There it is. So, this is a plot that I had a computer do for me. And we could see that the orbit goes from 2 to 6, to 18, to 54, to 162.
So I am viewing the iterate number as time, and the iterate value I'm plotting on the y-axis.
So, the point of this...This is called a time series plot, 'cause we can view the sequence of numbers as a series that advances in time.
Is that it let us see pretty clearly that this number is growing quickly. Of course, we can see that by looking at the numbers, but this is perhaps a more compelling geometric view.
The time series plot is a very different sort of plot than a plot of the function itself.
The time series plot plots an orbit. It tells us the value of the orbit at time one, the first iterate, time two, time three, and so on.
A plot of the function- here is a plot of the function f(x)=3x- tells you how the input x is related to f(x).
Let's do another example of a time series plot. This time we'll use the squaring function, f(x)=x^2.

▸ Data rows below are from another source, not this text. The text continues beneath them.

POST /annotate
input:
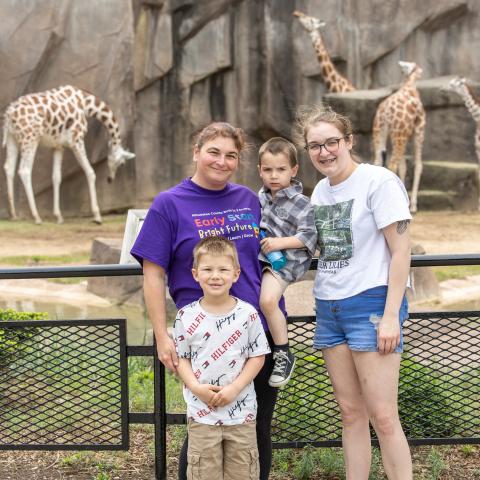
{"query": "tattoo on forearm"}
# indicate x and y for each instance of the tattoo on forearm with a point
(402, 226)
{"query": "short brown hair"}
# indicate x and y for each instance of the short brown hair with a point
(215, 246)
(278, 145)
(221, 129)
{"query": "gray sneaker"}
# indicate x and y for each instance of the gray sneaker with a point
(282, 368)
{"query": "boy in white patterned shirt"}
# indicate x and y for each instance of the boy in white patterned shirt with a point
(221, 346)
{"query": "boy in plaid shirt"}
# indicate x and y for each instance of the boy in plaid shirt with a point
(288, 221)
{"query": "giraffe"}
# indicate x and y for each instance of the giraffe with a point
(472, 102)
(333, 79)
(399, 116)
(56, 118)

My seed, my initial condition, I'll choose 1.1. So, at t equals zero initially, the value is 1.1.
What's the next value? Well, that's determined by the function. So we square 1.1. I'll do that on a calculator. And I see that the answer is 1.21.
OK, what's the next value? We get the next value from the function, in this case that means squaring the number. So, we square 1.21 and I get 1.46.
What's the next value? Well, that's determined by the function. I use 1.46 as the input, so I square it and I get 2.14.
Let's do one more. What's the next value? Well, I've taken the previous value and I square it. So, I am just squaring again and again and again.
I get 4.59. So, iteration is repetitious, but that is sort of the point. We are doing the same thing over and over to a starting number and seeing what happens.
OK, so now we have a time series. 1.1, 1.21, 1.46, 2.14, 4.59. It's an orbit or an itinerary.
Let's make a time series plot. So if we do that, here's what it looks like. Again I used a computer to make one a little nicer than I could draw by hand.
So time is down here, on the horizontal axis. When time is zero, the time series value is a little more than one, right? We started at 1.1.
At time one, the first iterate, it grows a little bit, 1.21.
At time two, it's about one and a half, yeah, 1.46.
At time three, it's a little bit larger than 2. And then at time four, it's about four and a half.
So, the idea behind a time series plot is pretty straightforward: calculate the orbit, and then just plot the successive values left to right.
There is a good way to see if the orbit is growing, or shrinking, or doing something else.